1

Is there a way I can partially match the two data frames in R?

df1<-data.frame("FIDELITY FREEDOM 2015 FUND", "ID")

df2<-data.frame("FIDELITY ABERDEEN STREET TRUST: FIDELITY FREEDOM 2015 FUND", 2020)

I want to merge df1 and df2 as df

df<-data.frame("FIDELITY FREEDOM 2015 FUND", "ID", 2020)

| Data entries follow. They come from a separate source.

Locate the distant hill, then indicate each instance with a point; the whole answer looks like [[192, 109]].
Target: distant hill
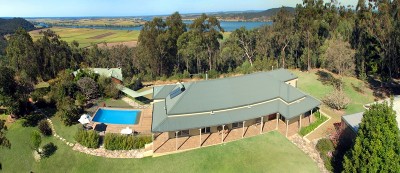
[[8, 26], [256, 16], [250, 15]]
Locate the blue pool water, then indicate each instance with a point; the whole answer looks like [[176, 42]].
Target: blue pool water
[[116, 116]]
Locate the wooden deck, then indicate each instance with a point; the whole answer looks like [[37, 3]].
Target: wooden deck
[[163, 144]]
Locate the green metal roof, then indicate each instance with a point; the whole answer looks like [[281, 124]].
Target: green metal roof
[[228, 100], [132, 93], [161, 92], [108, 72]]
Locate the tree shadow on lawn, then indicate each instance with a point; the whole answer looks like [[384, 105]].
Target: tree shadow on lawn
[[382, 90]]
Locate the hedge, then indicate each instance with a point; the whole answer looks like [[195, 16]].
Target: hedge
[[87, 138], [125, 142], [319, 120]]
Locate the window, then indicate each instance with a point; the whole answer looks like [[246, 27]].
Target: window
[[183, 133], [205, 130], [237, 125]]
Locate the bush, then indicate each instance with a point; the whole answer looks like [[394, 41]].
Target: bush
[[36, 139], [324, 145], [32, 120], [44, 128], [48, 150], [88, 87], [325, 149], [336, 100], [305, 130], [124, 142], [87, 138], [136, 85]]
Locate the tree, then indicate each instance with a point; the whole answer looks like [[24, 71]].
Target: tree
[[209, 30], [284, 31], [21, 53], [246, 41], [88, 87], [377, 145], [68, 111], [36, 140], [54, 55], [337, 99], [339, 57], [4, 142]]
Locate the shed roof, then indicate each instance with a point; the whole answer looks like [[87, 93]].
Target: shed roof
[[108, 72], [228, 100]]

The string of df1 is part of the string of df2. So I am thinking of using fuzzy matching.

mhovd
  • 3,724
  • 2
  • 21
  • 47
Jane
  • 91
  • 4
  • 3
    There is a package `fuzzyjoin` that allows you to specify a custom regex that will be used for the maching; [https://cran.r-project.org/web/packages/fuzzyjoin/index.html](https://cran.r-project.org/web/packages/fuzzyjoin/index.html) – dario Apr 25 '22 at 17:05

1 Answers1

0

Following @dario's suggestion:

library(dplyr)
library(fuzzyjoin)

df1<-data.frame(x = "FIDELITY FREEDOM 2015 FUND", y = "ID")

df2<-data.frame(x = "FIDELITY ABERDEEN STREET TRUST: FIDELITY FREEDOM 2015 FUND", z = 2020)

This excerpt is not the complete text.